The improvement in relations between the two powers cannot mask old commercial tensions. Better communication is important precisely because the structural problem between China and the US is likely insoluble.

Tensions between America and China were so high a year ago that Janet Yellen couldn’t get permission to go there. Now the US Treasury Secretary is a social media hit in China.

Yellen’s two trips – the most recent last week, when she received the red carpet treatment – produced no upsets in Beijing: America and Europe continue to suffer from the dumping of goods from China.

Janet Yellen and Bank of China Governor Pan Gongsheng in Beijing last week. She is unlikely to get anywhere with Chinese dumping. SHOVEL

On Wednesday, US President Joe Biden said he would triple tariffs on Chinese steel imports – a pure electoral gimmick, as they cover just 0.6% of total US steel demand. However, much of the threat has disappeared from the world’s most dangerous relationship.

Part of this stems from China’s interaction with an employee who reminds many of their favorite grandmother. “There is a personal element to this,” says Yellen. “It involves respect and listening to the other side.”

In the current US climate, even speaking to China in a civilized manner puts you under suspicion. This is true even if you are “pleasantly disagreeing,” as Yellen does. This is also how Biden’s national security adviser, Jake Sullivan, interacts with Wang Yi, China’s foreign minister.

These seemingly unproductive dialogues have, however, led to a gradual thaw in the US-China cold war. It’s the nature of the media to only notice when things go wrong. Biden’s speech about “controlled competition” is neither detente nor war. However, when tensions between the US and China rise again, as they undoubtedly will, this gardening will help.

Yellen is unlikely to get anywhere on Chinese dumping. This is despite the EU and others sharing the US’s concern that its automotive and renewable energy sectors could be disastrously hit by heavily subsidized Chinese rivals.

China’s overcapacity problem is likely to worsen. Elon Musk, whose Tesla is going through a rough patch, recently abandoned plans to launch an EV priced at a reduced price of $27,000. It would still have been almost triple the price of BYD’s Chinese competitors.

Yellen lodged such complaints with her counterpart, He Lifeng, to no avail. But from a global perspective, China’s actions appear less egregious. America is also subsidizing its electric vehicle and clean energy sectors. Biden’s misnamed Inflation Reduction Act is a Chinese solution to the same problem.

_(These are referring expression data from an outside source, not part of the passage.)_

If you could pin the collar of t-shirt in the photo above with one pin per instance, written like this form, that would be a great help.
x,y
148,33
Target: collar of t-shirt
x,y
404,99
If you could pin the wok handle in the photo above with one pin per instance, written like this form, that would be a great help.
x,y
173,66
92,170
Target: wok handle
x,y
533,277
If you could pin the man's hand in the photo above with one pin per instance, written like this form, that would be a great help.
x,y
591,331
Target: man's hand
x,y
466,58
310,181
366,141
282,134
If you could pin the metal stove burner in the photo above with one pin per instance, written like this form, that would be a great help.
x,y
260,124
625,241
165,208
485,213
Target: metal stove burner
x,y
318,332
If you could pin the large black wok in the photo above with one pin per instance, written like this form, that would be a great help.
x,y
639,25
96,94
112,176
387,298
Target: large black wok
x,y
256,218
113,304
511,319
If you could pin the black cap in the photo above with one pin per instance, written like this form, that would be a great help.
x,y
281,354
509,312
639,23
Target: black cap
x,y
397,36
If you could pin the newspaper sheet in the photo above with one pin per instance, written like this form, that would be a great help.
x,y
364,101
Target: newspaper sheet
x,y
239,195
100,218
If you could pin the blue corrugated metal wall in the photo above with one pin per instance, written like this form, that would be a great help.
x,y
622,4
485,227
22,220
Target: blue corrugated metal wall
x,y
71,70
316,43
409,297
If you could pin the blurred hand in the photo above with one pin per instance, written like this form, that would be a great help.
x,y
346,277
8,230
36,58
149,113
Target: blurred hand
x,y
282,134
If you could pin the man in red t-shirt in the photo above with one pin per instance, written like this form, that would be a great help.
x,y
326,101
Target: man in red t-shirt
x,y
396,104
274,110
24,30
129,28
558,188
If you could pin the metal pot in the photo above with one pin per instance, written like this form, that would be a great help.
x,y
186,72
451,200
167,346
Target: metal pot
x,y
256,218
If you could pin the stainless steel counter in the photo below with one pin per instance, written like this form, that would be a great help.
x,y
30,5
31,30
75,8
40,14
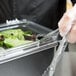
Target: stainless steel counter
x,y
67,65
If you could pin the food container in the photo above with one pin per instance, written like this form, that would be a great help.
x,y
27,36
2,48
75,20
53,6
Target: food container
x,y
31,58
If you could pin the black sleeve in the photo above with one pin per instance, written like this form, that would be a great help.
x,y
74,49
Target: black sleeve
x,y
5,10
73,1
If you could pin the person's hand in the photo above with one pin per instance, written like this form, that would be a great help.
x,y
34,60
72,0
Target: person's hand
x,y
71,37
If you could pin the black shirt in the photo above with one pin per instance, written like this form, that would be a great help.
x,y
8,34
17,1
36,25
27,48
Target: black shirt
x,y
44,12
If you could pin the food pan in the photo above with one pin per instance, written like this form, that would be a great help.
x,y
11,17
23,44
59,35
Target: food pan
x,y
8,54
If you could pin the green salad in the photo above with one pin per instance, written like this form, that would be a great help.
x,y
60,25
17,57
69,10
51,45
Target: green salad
x,y
15,37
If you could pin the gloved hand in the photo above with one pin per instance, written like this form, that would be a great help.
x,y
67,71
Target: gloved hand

US and Chinese working groups

China’s flooding of global markets with cheap renewables — batteries, solar panels and wind turbines — is great for emissions but bad for U.S. manufacturing jobs. Yellen says more punitive tariffs will result if China refuses to change its behavior. Either way, humanity as a whole is benefiting from this particular run on subsidies.

In some areas, they are even working together. When Donald Trump took office, he discarded the US-China strategic and economic dialogue that was established by George W Bush and expanded under Barack Obama. In all but name, Yellen has resurrected the economic half of it.

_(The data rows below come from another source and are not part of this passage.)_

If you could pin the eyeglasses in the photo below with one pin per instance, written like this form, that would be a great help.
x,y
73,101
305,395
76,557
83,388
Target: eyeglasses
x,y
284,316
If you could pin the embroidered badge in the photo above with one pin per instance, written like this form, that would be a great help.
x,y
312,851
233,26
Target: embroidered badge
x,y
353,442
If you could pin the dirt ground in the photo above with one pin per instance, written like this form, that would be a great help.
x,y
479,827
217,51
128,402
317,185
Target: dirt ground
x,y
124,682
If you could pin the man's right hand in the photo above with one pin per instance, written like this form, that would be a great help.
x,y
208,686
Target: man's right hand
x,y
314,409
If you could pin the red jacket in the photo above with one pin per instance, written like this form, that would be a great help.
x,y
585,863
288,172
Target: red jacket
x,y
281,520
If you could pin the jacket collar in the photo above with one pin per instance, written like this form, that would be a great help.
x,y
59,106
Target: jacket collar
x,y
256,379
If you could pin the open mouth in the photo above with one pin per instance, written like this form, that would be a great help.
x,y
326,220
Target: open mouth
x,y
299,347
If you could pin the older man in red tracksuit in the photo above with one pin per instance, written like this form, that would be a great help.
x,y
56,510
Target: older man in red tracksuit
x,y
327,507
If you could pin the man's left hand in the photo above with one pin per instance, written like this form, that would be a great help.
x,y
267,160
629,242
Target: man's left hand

Yellen and He created bilateral working groups on illicit money, global financial stability and green finance.

The first of these includes fentanyl, which is killing hundreds of thousands of Americans and comes mainly from China. Mike Gallagher, chairman of the hawkish House Committee on the Chinese Communist Party, said this week that the CCP “wants more Americans dead.”

This is caricatural. In practice, Yellen says China is finally taking steps to contain the problem. “They are cooperating now on fentanyl,” she says.

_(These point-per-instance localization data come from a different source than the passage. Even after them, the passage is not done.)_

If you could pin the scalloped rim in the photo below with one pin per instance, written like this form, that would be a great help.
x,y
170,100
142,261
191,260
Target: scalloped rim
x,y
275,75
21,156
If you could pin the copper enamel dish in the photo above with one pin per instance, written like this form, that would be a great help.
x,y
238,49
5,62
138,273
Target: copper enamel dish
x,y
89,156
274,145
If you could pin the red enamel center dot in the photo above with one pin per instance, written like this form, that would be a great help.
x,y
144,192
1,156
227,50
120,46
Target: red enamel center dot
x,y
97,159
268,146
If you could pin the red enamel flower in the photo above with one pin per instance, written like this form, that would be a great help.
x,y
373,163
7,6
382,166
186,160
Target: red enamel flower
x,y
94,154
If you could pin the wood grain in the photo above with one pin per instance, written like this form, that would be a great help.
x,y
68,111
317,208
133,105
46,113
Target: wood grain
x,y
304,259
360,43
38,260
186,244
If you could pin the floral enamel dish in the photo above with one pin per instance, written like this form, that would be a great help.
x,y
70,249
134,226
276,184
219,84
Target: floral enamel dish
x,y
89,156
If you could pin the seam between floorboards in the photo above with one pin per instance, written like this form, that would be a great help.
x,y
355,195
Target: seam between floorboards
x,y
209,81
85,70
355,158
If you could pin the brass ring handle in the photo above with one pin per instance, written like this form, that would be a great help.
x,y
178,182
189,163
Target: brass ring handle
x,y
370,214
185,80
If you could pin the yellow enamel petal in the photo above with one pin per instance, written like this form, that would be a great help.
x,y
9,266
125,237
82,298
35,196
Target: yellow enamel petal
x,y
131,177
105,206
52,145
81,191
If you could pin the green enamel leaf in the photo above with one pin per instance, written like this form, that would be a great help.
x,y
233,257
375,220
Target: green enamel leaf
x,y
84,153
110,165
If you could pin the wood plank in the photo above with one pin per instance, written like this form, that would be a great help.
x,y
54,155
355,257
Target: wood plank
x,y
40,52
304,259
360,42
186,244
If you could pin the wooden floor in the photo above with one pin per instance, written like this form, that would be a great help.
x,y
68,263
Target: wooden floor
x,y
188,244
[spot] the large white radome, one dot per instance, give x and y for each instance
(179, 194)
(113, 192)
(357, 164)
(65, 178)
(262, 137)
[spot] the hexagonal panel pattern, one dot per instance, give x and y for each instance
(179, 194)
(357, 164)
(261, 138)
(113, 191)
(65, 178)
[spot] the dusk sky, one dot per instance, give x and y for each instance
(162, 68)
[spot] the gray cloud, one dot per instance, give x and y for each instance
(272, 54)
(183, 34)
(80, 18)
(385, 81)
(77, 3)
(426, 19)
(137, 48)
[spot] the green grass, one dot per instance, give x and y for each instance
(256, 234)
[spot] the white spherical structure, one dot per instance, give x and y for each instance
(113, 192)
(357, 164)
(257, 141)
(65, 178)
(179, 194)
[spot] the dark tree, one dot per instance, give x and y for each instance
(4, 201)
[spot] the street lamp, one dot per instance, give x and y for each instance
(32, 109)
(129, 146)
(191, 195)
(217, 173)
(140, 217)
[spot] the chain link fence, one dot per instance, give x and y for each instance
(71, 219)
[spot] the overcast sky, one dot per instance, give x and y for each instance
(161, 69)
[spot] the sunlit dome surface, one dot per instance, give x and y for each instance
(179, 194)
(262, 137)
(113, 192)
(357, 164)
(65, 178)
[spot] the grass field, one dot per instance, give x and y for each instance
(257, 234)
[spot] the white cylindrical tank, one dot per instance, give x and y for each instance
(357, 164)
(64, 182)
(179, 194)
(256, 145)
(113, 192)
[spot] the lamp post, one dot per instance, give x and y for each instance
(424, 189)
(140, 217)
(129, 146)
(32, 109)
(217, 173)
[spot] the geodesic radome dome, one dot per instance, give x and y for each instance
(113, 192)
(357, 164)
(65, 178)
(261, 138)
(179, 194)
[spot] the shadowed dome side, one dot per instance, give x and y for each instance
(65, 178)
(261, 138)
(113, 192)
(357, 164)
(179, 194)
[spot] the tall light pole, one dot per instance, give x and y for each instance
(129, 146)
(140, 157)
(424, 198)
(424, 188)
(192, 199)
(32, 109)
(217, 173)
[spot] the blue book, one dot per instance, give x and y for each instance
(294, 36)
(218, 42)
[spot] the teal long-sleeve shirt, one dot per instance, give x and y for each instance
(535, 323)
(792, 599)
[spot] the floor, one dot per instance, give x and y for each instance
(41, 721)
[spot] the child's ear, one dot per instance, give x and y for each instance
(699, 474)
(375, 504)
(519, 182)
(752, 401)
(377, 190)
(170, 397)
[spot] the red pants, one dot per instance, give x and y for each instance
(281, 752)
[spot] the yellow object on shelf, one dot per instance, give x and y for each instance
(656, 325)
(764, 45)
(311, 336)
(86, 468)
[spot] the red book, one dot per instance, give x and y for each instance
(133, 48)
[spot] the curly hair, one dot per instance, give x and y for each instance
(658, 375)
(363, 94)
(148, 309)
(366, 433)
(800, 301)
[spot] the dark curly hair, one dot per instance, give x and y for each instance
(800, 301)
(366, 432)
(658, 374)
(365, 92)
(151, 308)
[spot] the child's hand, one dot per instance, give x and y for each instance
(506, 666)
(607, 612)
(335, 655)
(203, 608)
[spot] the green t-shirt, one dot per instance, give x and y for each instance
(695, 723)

The two militaries are also talking again – a security measure against the risk of lethal miscalculation in relation to Taiwan. On Tuesday, Lloyd Austin, the US Secretary of Defense, spoke for the first time with his counterpart, Dong Jun.

These routines are important precisely because the structural problem between China and the US is probably insoluble.

Even if it were not the most powerful autocracy and democracy in the world, respectively, a rising China would be destined to come into conflict with the world leader. Sullivan’s “small yard, high fence” for Chinese semiconductors and AI continues to expand into a medium-sized yard with a taller fence.

That could lead to the economic decoupling that Biden officials swear is not America’s goal.

Analysis by Edward Luce of the Financial Times.